Et que les entreprises puissent finalement être ramenées à seulement deux acteurs l’est encore moins : avec leurs écosystèmes globaux, Alibaba et Tencent ont créé un quasi-duopole. Si l’activité principale d’Alibaba a trait au commerce électronique, tandis que Tencent se concentre sur les réseaux sociaux et le divertissement, leurs systèmes de paiement (AliPay et WeChat Pay respectivement) et leurs plateformes numériques constituent l’épine dorsale de l’économie de consommation moderne en Chine.
Presque tous les acteurs technologiques ou détaillants qui veulent s’implanter en Chine n’ont d’autre choix que de rejoindre l’un des deux acteurs. Et si ça ne passe par des acquisitions complètes, cela se fait par le biais de participations ou de partenariats stratégiques. L’année dernière, c’est le groupe d’hypermarchés Auchan qui, après plusieurs tentatives de partenariat, a vendu toutes ses activités chinoises à Alibaba.
Alibaba doit vendre des composantes
Si c’est le gouvernement chinois lui-même qui leur a ouvert la voie d’une telle croissance, en écartant les entreprises étrangères et en soutenant résolument les innovateurs nationaux, aujourd’hui la coupe est pleine pour le Parti communiste. Les hostilités ont été ouvertes cet automne, lorsque le très médiatisé Jack Ma, fondateur d’Alibaba, avait ouvertement critiqué les nouvelles politiques du président Xi Jinping. À l’époque, le président avait déjà mis sur la table des règles plus strictes en matière de libre concurrence et contre la monopolisation.
Du jour au lendemain, Jack Ma a disparu de la scène pendant plusieurs mois. L’autorité de la concurrence s’était également attaquée à Ant Financials, la société bancaire derrière AliPay, et l’introduction en bourse de la société avait été annulée. On a également appris qu’Alibaba s’était vu infliger une amende de près d’un milliard de dollars. Si c’est une amende record dans le pays, avec les 20 milliards de chiffre d’affaires de l’entreprise, elle est surtout symbolique.
La grande nouvelle est que le géant du commerce électronique doit vendre ses activités médiatiques, rapporte Wall Street Journal.
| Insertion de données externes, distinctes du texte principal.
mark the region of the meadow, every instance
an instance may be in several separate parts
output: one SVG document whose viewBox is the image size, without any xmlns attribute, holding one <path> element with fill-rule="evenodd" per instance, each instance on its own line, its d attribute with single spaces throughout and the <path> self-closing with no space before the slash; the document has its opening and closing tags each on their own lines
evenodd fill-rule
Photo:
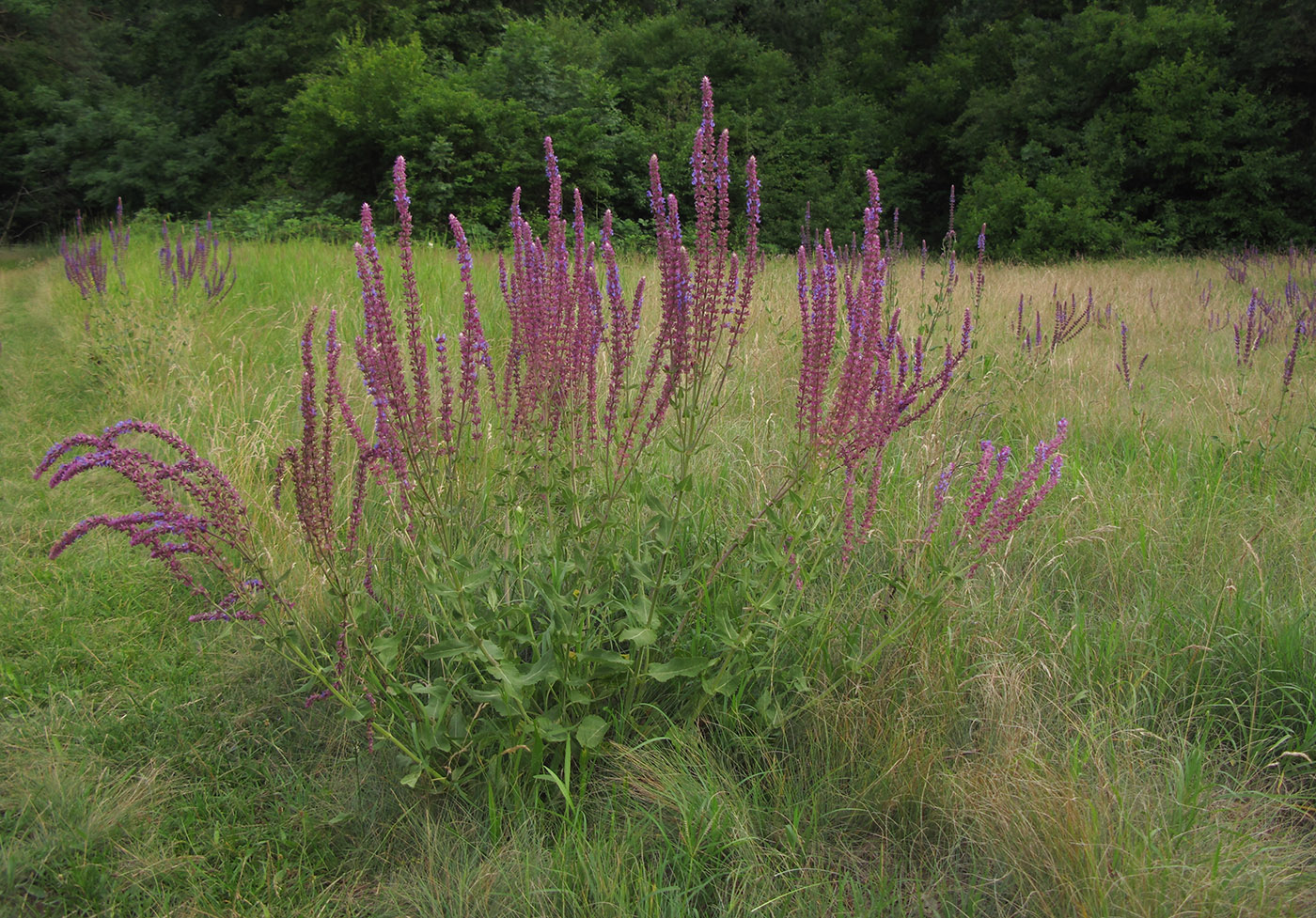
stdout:
<svg viewBox="0 0 1316 918">
<path fill-rule="evenodd" d="M 139 242 L 154 230 L 133 226 L 122 288 L 112 278 L 101 297 L 80 297 L 53 251 L 14 250 L 0 266 L 7 914 L 1316 911 L 1316 352 L 1294 326 L 1313 314 L 1311 253 L 1025 266 L 994 263 L 988 242 L 980 297 L 962 251 L 953 299 L 944 260 L 892 253 L 888 293 L 905 327 L 929 334 L 930 363 L 974 304 L 971 349 L 886 445 L 858 539 L 837 522 L 844 472 L 824 467 L 792 517 L 799 541 L 761 546 L 708 601 L 762 592 L 746 618 L 792 622 L 780 633 L 794 650 L 771 658 L 794 667 L 792 690 L 770 675 L 766 704 L 733 697 L 705 669 L 700 694 L 672 677 L 695 665 L 682 656 L 638 700 L 620 683 L 630 706 L 599 709 L 626 710 L 605 738 L 587 738 L 586 718 L 576 754 L 569 738 L 525 775 L 491 764 L 521 754 L 492 755 L 447 786 L 367 737 L 372 697 L 308 706 L 329 683 L 262 626 L 190 622 L 207 606 L 126 541 L 93 533 L 47 556 L 88 513 L 141 509 L 108 472 L 33 481 L 50 445 L 157 422 L 245 497 L 287 600 L 261 614 L 299 618 L 332 659 L 333 610 L 347 600 L 316 566 L 305 519 L 270 493 L 280 455 L 308 442 L 308 318 L 318 310 L 322 334 L 338 310 L 343 341 L 362 329 L 353 251 L 238 245 L 232 291 L 212 299 L 161 280 Z M 400 289 L 397 246 L 380 251 Z M 453 334 L 454 253 L 417 242 L 415 259 L 425 333 Z M 472 262 L 500 362 L 496 254 Z M 619 270 L 626 291 L 641 275 L 657 288 L 654 256 L 624 255 Z M 1254 288 L 1286 310 L 1259 341 Z M 755 542 L 740 521 L 791 467 L 800 327 L 796 259 L 766 256 L 716 422 L 688 466 L 665 454 L 644 468 L 694 521 L 690 544 L 663 537 L 674 563 Z M 650 320 L 640 339 L 658 334 Z M 987 467 L 982 442 L 1021 456 L 1013 476 L 1059 418 L 1063 468 L 1032 516 L 980 554 L 953 538 L 973 501 L 966 479 Z M 483 468 L 512 467 L 482 455 Z M 950 462 L 958 489 L 945 497 Z M 491 513 L 511 544 L 512 510 Z M 654 513 L 662 531 L 670 517 Z"/>
</svg>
On ignore de quelles composantes il s’agit exactement, mais le journal South China Morning Post, exprimant souvent des critiques à l’encontre du parti, serait sans aucun doute concerné. Alibaba a également des intérêts dans la variante de Twitter, Weibo, et dans la plateforme vidéo Bilibili, entre autres. Cependant, l’autorité de la concurrence n’a pas du tout apprécié que les dénonciations d’adultère d’un haut responsable d’Alibaba se soient volatilisées de Weibo.
Contraints au rapprochement
Alibaba n’est cependant pas l’unique cible. L’État chinois semble exiger une scission : les activités financières de Tencent et d’Alibaba devront être scindées en sociétés holding distinctes. Ironiquement, la Chine fait en quelques mois ce que les critiques et les experts prônent depuis des années pour les géants technologiques occidentaux, tels qu’Amazon et Google.
Le fait que Tencent n’ait été condamné qu’à une amende de 64 000 dollars laisse penser que d’ autres sanctions suivront. Tencent, avec son application WeChat extrêmement populaire, sur laquelle les Chinois peuvent à peu près tout faire, comme regarder les informations, payer leurs achats en magasin et prendre rendez-vous chez le médecin, est également très influente dans le paysage médiatique.
En outre, Alibaba et Tencent font l’objet de plusieurs actions en justice, chacun se fermant hermétiquement à son rival. Ainsi, les commerçants actifs sur les places de marché en ligne d’Alibaba auraient l’interdiction de vendre des articles par l’intermédiaire de Tencent, tandis que les entreprises ne sont pas autorisées à proposer les deux systèmes de paiement. En novembre, Taobao Deals, une nouvelle plateforme d’achat d’Alibaba, avait fait une brève apparition sur WeChat, avant d’être supprimée tout aussi rapidement. De telles règles d’exclusivité sont désormais également proscrites par les législateurs chinois.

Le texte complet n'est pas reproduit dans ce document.